奥行きの長い教会の、端から端へとゆっくり飛行する。

異様な生き物の登場に、ガンドラゴンを始めエルフの姉妹も一歩も動けず、身動きもとれずにいた。

その化物は、事もあろうか

聖母マリアの像にとまりガンドラゴンを挑発する。

イーグル『…お姉様…あれは…!』

ホークアイ『モスマン!!!』

それは"死の使い魔"《モスマン》である。

その生き物が現れると災いをもたらす。
その容姿を見たものに死をもたらす。
とも言われている…。


そして

モスマンは顔を不気味に360℃回転させると、咆哮をあげる!

次の瞬間!しびれを切らしたハーピーのメスの軍団が狂った様に襲いかかる!

カン高い鳴き声を上げながら迫り来る!

あらゆる窓から入り込み、四方八方から攻めてきた!

ハーピーの狙いはガンドラゴンの様だ!

ガンドラゴンはクロスボウを展開させると、乱れ撃ち!

シュババッ!

シュババッ!

シュババッ!

3方向に同時に飛ぶ連射式クロスボウ!
※1度の装填で3発を3回、計9本撃てる。

的確に9匹仕留めるガンドラゴン!

すぐに新しい矢の入ったカートリッジを装填する。
矢は小振りだが殺傷力は高い。

時折、逆手に拳銃を持ちハーピーを仕留める余裕を見せるガンドラゴン。

その隙をついて逃げるエルフの姉妹。
ロザリオを胸にしまうホークアイ。
2人はお互い背中合わせにローリングするようにして走る。
退路を確保しつつ降りかかるハーピーのみ、駆逐する!

ホークアイは、ハーピーをレイピアと呪文で撃退。
手のひらから、火の玉の魔法を放つ。

エルフの姉妹は祭壇の下にある、隠し扉を開け地下室へと向かう。

先に入ったホークアイ。

イーグルも後に続いて身体をかがめるが、ふとガンドラゴンの方を見ると数匹のハーピーに取り押さえられて、空中に浮いているのがみえた。

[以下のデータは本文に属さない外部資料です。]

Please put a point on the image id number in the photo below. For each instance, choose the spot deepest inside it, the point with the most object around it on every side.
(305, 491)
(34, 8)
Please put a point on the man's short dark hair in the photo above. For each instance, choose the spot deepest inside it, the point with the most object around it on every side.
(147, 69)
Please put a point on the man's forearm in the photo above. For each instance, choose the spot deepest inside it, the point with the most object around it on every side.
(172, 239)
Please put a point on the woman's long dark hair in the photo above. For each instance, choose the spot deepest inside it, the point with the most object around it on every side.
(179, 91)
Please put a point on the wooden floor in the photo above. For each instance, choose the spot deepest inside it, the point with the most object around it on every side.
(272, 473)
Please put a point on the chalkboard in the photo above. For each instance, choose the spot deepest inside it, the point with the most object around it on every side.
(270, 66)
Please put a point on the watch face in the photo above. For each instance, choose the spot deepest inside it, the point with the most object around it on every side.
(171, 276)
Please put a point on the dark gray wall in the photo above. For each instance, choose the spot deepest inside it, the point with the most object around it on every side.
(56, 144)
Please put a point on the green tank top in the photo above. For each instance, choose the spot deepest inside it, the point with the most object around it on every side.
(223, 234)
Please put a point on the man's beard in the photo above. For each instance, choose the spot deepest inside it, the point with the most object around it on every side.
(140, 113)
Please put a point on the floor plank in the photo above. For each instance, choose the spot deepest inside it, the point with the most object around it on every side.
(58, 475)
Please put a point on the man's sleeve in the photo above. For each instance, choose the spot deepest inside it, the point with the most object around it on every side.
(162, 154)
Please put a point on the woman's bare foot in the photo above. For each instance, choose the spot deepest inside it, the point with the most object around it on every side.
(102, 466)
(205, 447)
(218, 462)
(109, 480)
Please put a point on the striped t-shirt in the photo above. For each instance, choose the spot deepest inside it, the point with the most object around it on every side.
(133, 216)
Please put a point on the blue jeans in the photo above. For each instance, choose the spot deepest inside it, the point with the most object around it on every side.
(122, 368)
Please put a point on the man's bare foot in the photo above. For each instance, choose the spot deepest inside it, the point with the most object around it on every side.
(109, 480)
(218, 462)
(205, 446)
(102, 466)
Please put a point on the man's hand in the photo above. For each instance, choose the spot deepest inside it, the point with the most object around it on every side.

ハーピーは上空まで獲物を連れて行き、いたぶるように相手を倒す。
簡単には殺さず、寄ってたかって空中で苦しめ遊ぶのだ。

イーグルは、ガンドラゴンに絡み付く4匹のハーピーのうち3匹を得意のボウガンで仕留めた!

気の優しいイーグルは、敵であるガンドラゴンが卑劣なハーピーの餌食になる様子を放って置くことができなかった。

その優しさが時として、仇とならなければ良いのだが…。


ホークアイ『イーグル!早く来なさい!何をしているの!?』
心配になり地下から顔を覗かせるホークアイ。

イーグル『はい!お姉様!今行きます!』

地下室へ降りていくと扉がある。
部屋に入り
ホークアイは、とてつもなく大きな森の絵が描かれた絵画の前に立つと、
呪文を唱えて光の精霊を召喚した。
光の精霊はエルフの姉妹にまとわりつくようにして、光のシャワーを浴びせると絵の中へとスッと入っていく…。

エルフの姉妹も絵の中へと入っていった。

絵の中に2人のエルフの姉妹が見える。

イーグル『きゃっ』
転ぶイーグル!
背中の矢筒から数本の矢が散乱する。
慌てて矢を拾い集めるイーグル。
1本だけ拾い忘れた。
2人はその事に気づいていない。

ホークアイ『何やってるの しっかりしなさい』

転んだイーグルを抱き抱えるホークアイ。
聖水の入った皮袋とロザリオを握りしめた。

ここは人間界と妖精界を繋ぐ時空の歪み、いわば入り口である。
エルフの姉妹はすぐに森の奥へと消えていった。

大きな絵画には、新しく1本の矢が不自然に描かれていた………つづく。